Multiplicity fluctuations due to the temperature fluctuations in high-energy nuclear collisions

TL;DR

This paper explains multiplicity fluctuations in high-energy nuclear collisions by modeling intrinsic temperature fluctuations using Tsallis statistics, linking the nonextensivity parameter to system size and fluctuation effects.

Contribution

It introduces a non-extensive statistical approach to quantify temperature fluctuations and relates the nonextensivity parameter to collision centrality and system size.

Findings

The nonextensivity parameter q increases with decreasing system size.

Temperature fluctuations are significant in finite hadronizing sources.
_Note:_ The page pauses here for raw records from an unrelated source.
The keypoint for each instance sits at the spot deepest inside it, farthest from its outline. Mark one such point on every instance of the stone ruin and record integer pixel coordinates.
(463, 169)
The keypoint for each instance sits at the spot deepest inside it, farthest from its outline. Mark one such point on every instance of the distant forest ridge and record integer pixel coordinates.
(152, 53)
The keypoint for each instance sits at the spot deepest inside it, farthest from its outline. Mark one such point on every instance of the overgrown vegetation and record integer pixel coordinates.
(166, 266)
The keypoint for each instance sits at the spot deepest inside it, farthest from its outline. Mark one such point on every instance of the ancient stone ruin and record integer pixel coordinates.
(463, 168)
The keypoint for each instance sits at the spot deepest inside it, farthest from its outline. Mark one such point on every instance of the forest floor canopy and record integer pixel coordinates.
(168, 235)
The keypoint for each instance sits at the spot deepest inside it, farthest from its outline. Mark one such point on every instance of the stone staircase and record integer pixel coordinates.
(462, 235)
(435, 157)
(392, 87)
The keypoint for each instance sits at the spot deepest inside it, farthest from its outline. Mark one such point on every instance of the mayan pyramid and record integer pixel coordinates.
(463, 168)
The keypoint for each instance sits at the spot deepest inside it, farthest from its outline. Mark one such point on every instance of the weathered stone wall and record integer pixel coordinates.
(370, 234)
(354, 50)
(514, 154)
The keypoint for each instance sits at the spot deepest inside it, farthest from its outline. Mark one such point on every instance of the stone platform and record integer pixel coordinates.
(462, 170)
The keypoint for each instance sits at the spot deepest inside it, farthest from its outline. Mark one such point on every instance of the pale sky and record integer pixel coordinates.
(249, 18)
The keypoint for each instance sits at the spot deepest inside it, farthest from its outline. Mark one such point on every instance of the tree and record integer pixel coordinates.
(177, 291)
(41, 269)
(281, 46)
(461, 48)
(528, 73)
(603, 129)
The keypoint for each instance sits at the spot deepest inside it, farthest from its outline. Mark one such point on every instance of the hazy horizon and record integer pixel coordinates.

Tsallis statistics reduces to Boltzmann-Gibbs in the limit of no fluctuations.

Abstract

We investigate the multiplicity fluctuations observed in high-energy nuclear collisions attributing them to intrinsic fluctuations of temperature of the hadronizing system formed in such processes. To account for these fluctuations we replace the usual Boltzmann-Gibbs (BG) statistics by the non-extensive Tsallis statistics characterized by the nonextensivity parameter q, with |q-1| being a direct measure of fluctuations. In the limit of vanishing fluctuations, q --> 1 and Tsallis statistics converges to the usual BG. We evaluate the nonextensivity parameter q and its dependence on the hadronizing system size from the experimentally observed collision centrality dependence of the mean multiplicity, <N>, and its variance, Var(N). We attribute the observed system size dependence of q to the finiteness of the hadronizing source with q = 1 corresponding to an infinite, thermalized source with a fixed temperature, and with q > 1 (which is observed) corresponding to a finite source in which both the temperature and energy fluctuate.